# Hard water filtering



## Wando64 (Feb 28, 2011)

We have very hard water where I live and in spite of me using a Brita filter, I need to descale at least once a month. It is not too bad with a Silvia, but I am considering upgrading to a double boiler machine at some point and I am put off by the idea of having to descale two boilers monthly.

I know some use bottled water, but that is not an option I am willing to consider right now.

So the question is, what filtering systems are available that would eliminate (or drastically reduce) the problem?

I heard some refer to a "Reverse osmosis" filter. Do they work?
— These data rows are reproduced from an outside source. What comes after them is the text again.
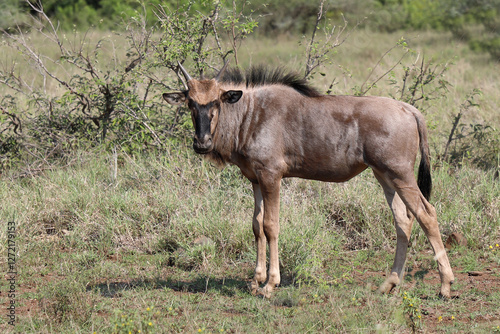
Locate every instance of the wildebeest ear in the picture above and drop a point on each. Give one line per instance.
(175, 98)
(231, 96)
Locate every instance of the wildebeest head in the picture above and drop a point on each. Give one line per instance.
(204, 98)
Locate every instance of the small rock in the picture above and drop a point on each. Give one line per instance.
(454, 240)
(203, 241)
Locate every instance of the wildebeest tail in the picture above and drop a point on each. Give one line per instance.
(424, 179)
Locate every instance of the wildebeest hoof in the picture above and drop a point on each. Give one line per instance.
(264, 293)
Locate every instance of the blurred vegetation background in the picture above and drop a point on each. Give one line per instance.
(76, 74)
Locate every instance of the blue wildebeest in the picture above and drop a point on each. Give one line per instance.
(272, 125)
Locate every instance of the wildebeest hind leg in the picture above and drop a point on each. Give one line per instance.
(403, 221)
(260, 240)
(426, 216)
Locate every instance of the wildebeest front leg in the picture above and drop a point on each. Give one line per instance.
(403, 221)
(260, 239)
(270, 188)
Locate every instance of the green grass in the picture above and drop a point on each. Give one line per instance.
(95, 249)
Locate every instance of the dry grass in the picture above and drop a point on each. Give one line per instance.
(105, 252)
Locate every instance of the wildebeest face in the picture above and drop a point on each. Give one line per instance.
(204, 99)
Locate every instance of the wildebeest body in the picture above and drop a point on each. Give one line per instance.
(274, 125)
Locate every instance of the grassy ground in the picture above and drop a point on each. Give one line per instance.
(108, 243)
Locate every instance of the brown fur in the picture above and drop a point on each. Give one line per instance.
(275, 130)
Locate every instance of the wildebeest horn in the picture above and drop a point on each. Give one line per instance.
(186, 74)
(219, 75)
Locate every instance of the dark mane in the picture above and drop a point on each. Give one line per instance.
(261, 76)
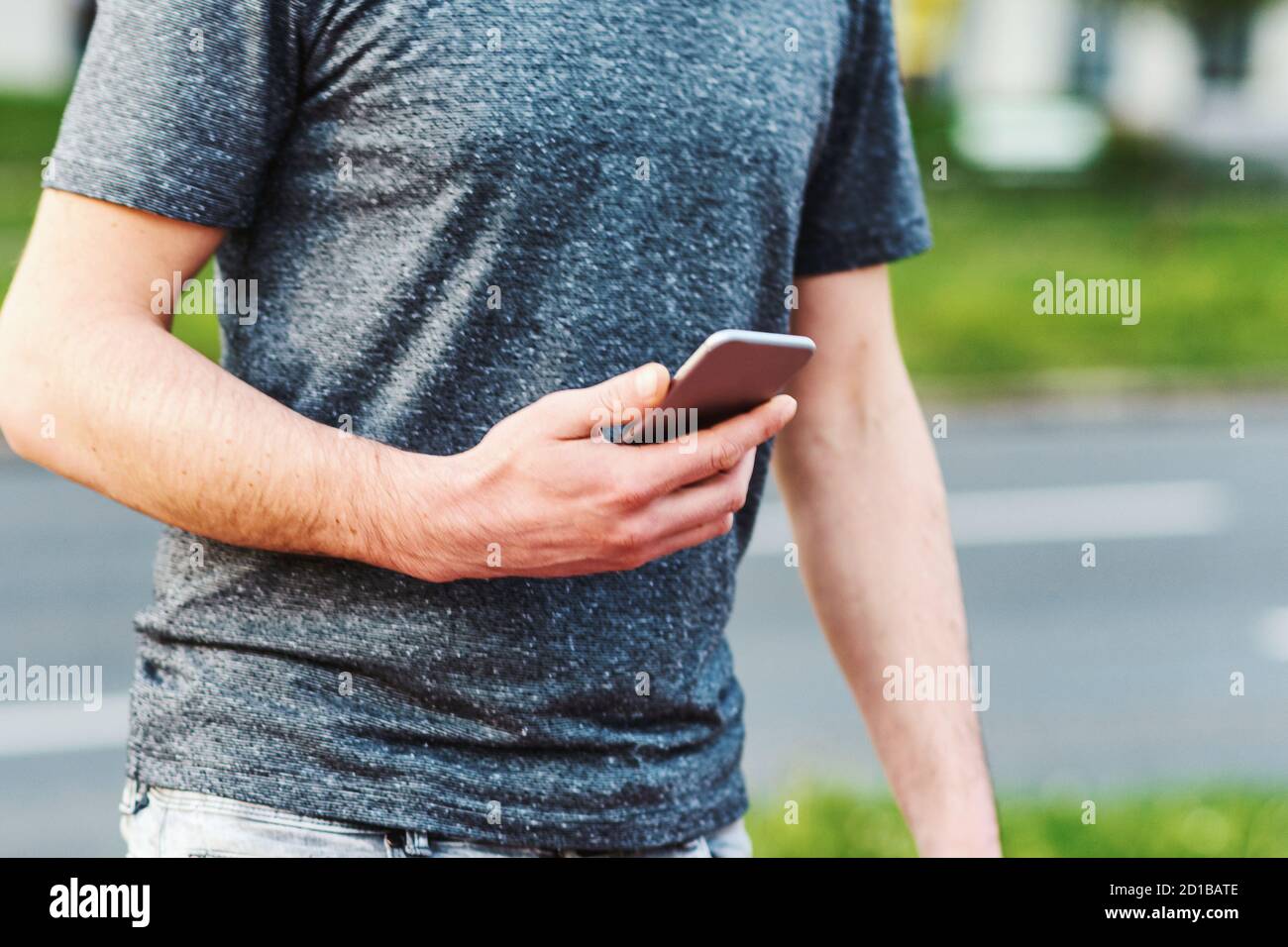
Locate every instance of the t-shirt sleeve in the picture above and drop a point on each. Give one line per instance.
(179, 107)
(863, 201)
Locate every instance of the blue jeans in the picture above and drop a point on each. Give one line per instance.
(176, 823)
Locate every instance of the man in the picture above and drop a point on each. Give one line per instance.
(406, 603)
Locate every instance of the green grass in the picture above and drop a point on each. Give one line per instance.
(1211, 268)
(1209, 254)
(1211, 822)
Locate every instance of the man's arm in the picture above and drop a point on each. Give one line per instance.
(867, 502)
(94, 388)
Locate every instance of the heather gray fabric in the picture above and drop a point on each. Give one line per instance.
(625, 178)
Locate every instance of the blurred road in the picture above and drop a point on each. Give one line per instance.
(1099, 677)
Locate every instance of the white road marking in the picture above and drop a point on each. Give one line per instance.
(1273, 634)
(1059, 514)
(29, 729)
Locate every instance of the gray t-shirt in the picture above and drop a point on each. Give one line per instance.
(451, 209)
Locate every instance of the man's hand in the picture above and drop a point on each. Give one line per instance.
(541, 495)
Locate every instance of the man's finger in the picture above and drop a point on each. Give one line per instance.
(678, 463)
(580, 411)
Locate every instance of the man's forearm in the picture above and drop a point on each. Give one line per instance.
(125, 408)
(867, 504)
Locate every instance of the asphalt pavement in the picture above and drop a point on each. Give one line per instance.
(1117, 676)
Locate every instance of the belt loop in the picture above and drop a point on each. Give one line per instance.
(134, 796)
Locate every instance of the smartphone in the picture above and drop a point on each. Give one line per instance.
(733, 371)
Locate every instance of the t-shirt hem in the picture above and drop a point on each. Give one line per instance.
(368, 801)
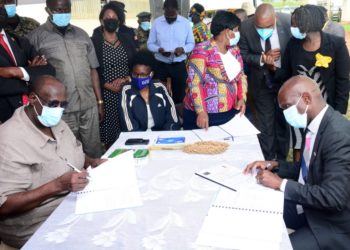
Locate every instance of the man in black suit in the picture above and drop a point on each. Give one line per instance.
(19, 65)
(264, 37)
(316, 190)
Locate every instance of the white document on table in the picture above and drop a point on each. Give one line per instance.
(247, 219)
(237, 126)
(112, 185)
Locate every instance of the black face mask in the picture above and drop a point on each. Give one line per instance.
(3, 18)
(110, 25)
(170, 20)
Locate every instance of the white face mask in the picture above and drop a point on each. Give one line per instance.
(294, 118)
(235, 40)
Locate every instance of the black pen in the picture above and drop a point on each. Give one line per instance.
(215, 182)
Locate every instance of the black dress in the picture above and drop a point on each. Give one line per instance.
(115, 65)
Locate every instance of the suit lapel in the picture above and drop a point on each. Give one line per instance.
(282, 36)
(256, 38)
(321, 129)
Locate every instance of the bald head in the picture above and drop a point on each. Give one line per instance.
(305, 89)
(265, 16)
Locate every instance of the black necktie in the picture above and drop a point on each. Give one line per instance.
(267, 73)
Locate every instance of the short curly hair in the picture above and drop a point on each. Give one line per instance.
(309, 18)
(117, 8)
(223, 20)
(144, 57)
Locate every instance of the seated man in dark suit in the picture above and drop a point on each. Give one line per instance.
(316, 190)
(19, 65)
(36, 146)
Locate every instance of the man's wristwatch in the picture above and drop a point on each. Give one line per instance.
(268, 166)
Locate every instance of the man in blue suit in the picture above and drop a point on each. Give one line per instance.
(316, 190)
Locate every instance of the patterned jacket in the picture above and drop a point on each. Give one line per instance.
(209, 88)
(24, 27)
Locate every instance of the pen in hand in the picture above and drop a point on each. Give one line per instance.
(77, 170)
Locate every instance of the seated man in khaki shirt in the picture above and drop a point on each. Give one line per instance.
(36, 146)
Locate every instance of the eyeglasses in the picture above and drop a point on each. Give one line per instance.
(52, 104)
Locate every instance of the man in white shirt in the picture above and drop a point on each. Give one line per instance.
(19, 65)
(316, 190)
(264, 37)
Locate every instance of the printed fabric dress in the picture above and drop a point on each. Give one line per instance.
(115, 64)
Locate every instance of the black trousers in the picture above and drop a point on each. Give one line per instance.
(178, 74)
(274, 136)
(302, 238)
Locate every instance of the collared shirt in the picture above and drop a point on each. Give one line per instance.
(313, 128)
(24, 27)
(142, 37)
(275, 44)
(28, 160)
(169, 37)
(73, 55)
(26, 76)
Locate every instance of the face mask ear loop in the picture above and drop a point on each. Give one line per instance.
(39, 100)
(298, 100)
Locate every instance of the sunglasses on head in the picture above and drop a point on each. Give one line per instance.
(53, 103)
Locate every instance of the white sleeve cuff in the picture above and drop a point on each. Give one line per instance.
(25, 77)
(283, 185)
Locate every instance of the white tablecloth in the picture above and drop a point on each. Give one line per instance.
(175, 203)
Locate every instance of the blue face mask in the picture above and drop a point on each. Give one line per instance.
(146, 26)
(61, 19)
(10, 9)
(235, 40)
(265, 33)
(49, 117)
(141, 83)
(296, 33)
(294, 118)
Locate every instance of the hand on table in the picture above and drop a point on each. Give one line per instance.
(241, 107)
(260, 165)
(96, 162)
(268, 179)
(164, 53)
(73, 181)
(179, 51)
(38, 61)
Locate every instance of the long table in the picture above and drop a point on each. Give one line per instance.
(175, 203)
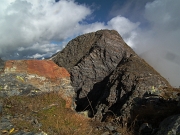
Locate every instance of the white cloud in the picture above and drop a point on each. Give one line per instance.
(161, 39)
(24, 23)
(124, 26)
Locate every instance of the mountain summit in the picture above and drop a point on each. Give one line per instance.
(109, 78)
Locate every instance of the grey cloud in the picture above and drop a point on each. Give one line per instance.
(25, 23)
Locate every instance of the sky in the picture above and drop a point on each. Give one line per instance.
(35, 29)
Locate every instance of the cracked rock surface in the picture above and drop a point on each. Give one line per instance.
(109, 78)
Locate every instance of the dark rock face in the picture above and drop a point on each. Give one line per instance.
(110, 78)
(170, 126)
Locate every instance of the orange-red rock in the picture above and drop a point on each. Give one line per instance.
(45, 75)
(39, 67)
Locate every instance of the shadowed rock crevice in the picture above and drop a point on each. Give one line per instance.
(109, 78)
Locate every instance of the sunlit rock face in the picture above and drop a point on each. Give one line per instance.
(109, 78)
(34, 77)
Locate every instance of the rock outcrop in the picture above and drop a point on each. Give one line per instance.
(110, 79)
(170, 126)
(30, 77)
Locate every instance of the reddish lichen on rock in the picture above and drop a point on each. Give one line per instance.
(44, 68)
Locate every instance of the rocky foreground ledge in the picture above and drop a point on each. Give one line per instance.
(111, 81)
(98, 74)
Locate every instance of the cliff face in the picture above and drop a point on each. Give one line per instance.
(30, 77)
(108, 76)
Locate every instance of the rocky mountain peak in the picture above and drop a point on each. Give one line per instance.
(108, 76)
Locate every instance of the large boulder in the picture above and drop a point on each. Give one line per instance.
(109, 78)
(30, 77)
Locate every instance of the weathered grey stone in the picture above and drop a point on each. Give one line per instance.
(109, 78)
And if so, which system in particular would you suggest?

Any suggestion greatly appreciated.


----------



## SimonB (Sep 12, 2013)

I'm stuck with the same problem in London as the tap water comes out at about 300 PPM (using a cheap and probably quite inaccurate TDS meter) and for the moment I've settled on a mixture of bottled water and a brita jug which gives me 130 ish.

Unfortunately the bottled water over time ends up being quite expensive so I'm just going to fit a water filter directly to the tap and there's plenty of options, I know some people here have used the kit from screwfix which is pretty cheap at about £30 but I'm thinking for myself the Brita purity C300 which should cost about £40 and last somewhere between 6-12 months (even if I'm completely off on that timescale it's still going to be much cheaper than bottled).

I've seen it mentioned previously that you'll need to further treat distilled or RO water because it's fairly pure and tastes quite flat thanks to the lack of minerals so you may want to reconsider that option. Depending on your machine it might be an option to fit an in tank filter?


----------



## El carajillo (Mar 16, 2013)

Type in "water filters" in the top right corner of the page, it will take you to a huge amount of information on filters / pro's and cons.


----------



## Glenn (Jun 14, 2008)

RO does work, but produces a lot of waste water (60-70%)

You could go for a Claris filter or similar inline filter kit.

Using bottled water is more expensive than using an inline filter kit per litre over time.


----------



## Spazbarista (Dec 6, 2011)

I've got an inline Brita purity filter. If you get one, consider getting the ones above the basic model, as they allow you to set the level of filtration.


----------



## mike 100 (Jul 15, 2010)

I have a Kinetico scale reducing cartridge type filter with a separate tap on the kitchen sink, change the cartridge every six months or so, I now de scale 3 to 4 times a year. Before I was getting limescale around the grouphead but not now, and the coffee tastes the same to me.


----------



## Wando64 (Feb 28, 2011)

Thanks to all that have replied. You've given me a few options to explore.


----------



## Wando64 (Feb 28, 2011)

I have bought a TDS meter and I am now experimenting with Brita Jug filters replaced every two weeks (as that's when they seem to lose efficacy).

At £2.50 per cartridge that would work out at £65 per year.

Does anyone know how does that compare with running cost from a fitted Brita or Claris systems?


----------



## dwalsh1 (Mar 3, 2010)

Can I ask where you see this cartridge for £40



SimonB said:


> the Brita purity C300 which should cost about £40


----------



## SimonB (Sep 12, 2013)

dwalsh1 said:


> Can I ask where you see this cartridge for £40


eBay, bought a couple for under £40 each including shipping.


----------